What is Arbiter?

The coordination layer for autonomous agents. When your AI systems need to elect a leader, vote on decisions, or prevent conflicts — Arbiter provides the infrastructure for machines to reach agreement.

The Problem We Solve

Imagine a team of robots working in a warehouse. They're autonomous — no human tells them what to do moment-to-moment. But what happens when two robots both try to pick up the same package? Or when the robots need to decide which exit to use during an emergency?
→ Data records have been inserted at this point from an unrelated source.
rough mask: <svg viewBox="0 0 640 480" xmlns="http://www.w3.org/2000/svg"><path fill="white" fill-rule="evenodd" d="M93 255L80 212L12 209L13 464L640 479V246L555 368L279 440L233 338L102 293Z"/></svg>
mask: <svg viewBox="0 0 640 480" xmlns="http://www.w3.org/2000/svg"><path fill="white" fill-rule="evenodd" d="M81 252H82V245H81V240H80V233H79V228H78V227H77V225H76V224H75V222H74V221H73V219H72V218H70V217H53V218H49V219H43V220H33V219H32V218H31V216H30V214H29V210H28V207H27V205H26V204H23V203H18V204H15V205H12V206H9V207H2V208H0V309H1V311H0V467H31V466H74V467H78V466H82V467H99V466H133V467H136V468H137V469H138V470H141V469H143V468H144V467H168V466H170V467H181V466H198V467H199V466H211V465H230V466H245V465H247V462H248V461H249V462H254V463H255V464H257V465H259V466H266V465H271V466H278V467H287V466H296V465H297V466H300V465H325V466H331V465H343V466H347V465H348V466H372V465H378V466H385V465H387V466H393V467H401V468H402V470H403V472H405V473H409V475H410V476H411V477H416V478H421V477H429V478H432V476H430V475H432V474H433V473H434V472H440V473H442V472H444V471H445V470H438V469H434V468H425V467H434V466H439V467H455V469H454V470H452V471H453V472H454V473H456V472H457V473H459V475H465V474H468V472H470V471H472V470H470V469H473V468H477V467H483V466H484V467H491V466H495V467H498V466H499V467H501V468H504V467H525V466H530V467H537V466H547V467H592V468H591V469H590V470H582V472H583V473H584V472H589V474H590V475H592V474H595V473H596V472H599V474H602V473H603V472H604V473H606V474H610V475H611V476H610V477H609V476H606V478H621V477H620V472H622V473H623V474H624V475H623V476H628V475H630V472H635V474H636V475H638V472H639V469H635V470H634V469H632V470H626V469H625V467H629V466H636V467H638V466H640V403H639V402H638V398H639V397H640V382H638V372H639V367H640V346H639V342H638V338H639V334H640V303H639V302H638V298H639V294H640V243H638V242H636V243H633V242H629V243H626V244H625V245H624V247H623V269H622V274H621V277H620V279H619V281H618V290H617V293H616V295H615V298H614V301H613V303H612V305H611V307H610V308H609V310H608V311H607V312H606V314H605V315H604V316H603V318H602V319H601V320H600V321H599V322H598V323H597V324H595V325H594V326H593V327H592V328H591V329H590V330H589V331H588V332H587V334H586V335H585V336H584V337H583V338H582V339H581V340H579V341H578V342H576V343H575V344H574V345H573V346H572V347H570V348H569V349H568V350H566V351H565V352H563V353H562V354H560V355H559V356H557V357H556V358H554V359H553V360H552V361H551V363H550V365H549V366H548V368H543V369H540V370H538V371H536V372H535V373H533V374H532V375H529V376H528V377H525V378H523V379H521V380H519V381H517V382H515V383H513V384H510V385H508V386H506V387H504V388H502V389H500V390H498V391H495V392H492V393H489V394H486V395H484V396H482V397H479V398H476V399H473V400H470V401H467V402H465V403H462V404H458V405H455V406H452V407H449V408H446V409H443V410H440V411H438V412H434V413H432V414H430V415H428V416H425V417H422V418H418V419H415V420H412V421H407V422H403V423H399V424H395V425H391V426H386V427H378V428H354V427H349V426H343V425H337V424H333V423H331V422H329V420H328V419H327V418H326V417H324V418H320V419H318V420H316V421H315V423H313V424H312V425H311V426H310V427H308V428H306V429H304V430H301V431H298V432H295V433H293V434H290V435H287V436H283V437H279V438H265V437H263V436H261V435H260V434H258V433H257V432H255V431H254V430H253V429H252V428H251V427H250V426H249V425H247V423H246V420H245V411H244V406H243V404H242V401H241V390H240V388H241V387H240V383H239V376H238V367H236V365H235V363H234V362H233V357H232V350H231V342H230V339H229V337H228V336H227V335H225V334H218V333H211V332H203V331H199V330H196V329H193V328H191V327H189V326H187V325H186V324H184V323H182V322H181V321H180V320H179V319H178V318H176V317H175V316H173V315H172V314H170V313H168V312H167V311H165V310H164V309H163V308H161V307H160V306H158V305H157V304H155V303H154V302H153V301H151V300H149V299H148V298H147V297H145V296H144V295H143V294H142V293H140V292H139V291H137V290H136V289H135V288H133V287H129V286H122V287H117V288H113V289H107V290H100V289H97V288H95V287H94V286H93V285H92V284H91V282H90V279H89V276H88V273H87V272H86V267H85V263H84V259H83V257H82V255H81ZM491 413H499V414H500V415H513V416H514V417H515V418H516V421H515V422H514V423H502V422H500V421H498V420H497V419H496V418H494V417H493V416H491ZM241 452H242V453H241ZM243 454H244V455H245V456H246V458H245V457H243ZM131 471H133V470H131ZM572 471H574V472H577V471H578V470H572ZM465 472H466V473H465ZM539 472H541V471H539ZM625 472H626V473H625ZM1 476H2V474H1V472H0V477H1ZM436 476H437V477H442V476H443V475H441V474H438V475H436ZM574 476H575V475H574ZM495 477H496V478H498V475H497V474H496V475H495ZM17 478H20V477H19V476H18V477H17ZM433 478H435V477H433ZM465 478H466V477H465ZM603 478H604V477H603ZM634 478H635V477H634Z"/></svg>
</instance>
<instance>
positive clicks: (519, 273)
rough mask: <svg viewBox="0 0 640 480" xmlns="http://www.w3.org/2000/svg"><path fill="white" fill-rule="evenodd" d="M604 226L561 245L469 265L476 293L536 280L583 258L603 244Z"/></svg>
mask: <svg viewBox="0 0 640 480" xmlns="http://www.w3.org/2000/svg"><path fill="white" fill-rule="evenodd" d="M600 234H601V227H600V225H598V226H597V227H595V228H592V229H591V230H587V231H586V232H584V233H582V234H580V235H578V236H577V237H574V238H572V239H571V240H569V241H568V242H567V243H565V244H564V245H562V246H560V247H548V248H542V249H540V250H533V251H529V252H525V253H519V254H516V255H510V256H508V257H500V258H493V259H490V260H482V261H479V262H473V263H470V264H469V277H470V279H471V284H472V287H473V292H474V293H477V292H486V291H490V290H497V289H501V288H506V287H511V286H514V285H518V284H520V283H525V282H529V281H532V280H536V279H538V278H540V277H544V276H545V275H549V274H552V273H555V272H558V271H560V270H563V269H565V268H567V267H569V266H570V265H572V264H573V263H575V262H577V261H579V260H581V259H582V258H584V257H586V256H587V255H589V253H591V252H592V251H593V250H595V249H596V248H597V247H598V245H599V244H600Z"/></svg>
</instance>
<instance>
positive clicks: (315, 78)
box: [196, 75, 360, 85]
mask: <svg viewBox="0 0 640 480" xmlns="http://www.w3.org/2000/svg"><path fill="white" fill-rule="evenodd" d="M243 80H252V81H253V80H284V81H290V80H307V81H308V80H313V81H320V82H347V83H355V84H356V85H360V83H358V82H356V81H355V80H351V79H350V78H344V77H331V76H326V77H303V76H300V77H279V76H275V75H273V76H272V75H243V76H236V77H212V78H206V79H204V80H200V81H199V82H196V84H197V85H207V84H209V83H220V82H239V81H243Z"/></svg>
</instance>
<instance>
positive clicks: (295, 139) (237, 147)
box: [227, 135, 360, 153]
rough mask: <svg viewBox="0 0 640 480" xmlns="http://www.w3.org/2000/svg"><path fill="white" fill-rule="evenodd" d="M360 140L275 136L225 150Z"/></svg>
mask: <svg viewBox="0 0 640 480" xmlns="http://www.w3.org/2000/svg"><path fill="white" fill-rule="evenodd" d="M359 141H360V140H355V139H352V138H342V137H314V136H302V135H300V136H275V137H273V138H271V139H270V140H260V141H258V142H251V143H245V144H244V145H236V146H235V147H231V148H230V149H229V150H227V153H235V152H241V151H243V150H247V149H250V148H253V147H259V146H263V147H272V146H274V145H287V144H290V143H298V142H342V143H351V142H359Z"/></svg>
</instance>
Humans solve these problems through meetings, hierarchy, and trust built over years. Machines need something different. They need a system that's fast, incorruptible, and works even when some machines might be broken or malicious.

That's Arbiter.

How It Works (Plain English)

  1. Step 1: Formation

    A group of AI agents registers as a "swarm" — a team that needs to coordinate. They agree on rules: How many votes to pass a decision? How often should the leader check in? What happens if someone misbehaves?

  2. Step 2: Coordination

    When the swarm needs to make a decision, Arbiter handles the mechanics. Agents cast votes privately, then reveal them simultaneously — preventing anyone from changing their vote after seeing others'. The math is designed so that even if some agents are compromised, the honest majority wins.

  3. Step 3: Finality

    The outcome gets recorded on the blockchain. Not the deliberation — that would be expensive and slow. Just the result: who won the election, what decision passed, which agent holds the lock. This creates an unchangeable record that any system can verify.

Why Blockchain?

We're often asked: "Why does this need a blockchain?" The answer is simple: because the agents don't trust each other.

In traditional systems, a central server decides who's in charge. But that server becomes a single point of failure and a target for attacks. If it goes down or gets compromised, everything breaks.

Arbiter uses the blockchain as a neutral referee. No single party controls it. The rules are public and enforced by math, not promises. When Agent A claims to be the leader, any other agent can check the blockchain and verify: "Yes, Agent A won the election in term 47 with 7 out of 10 votes."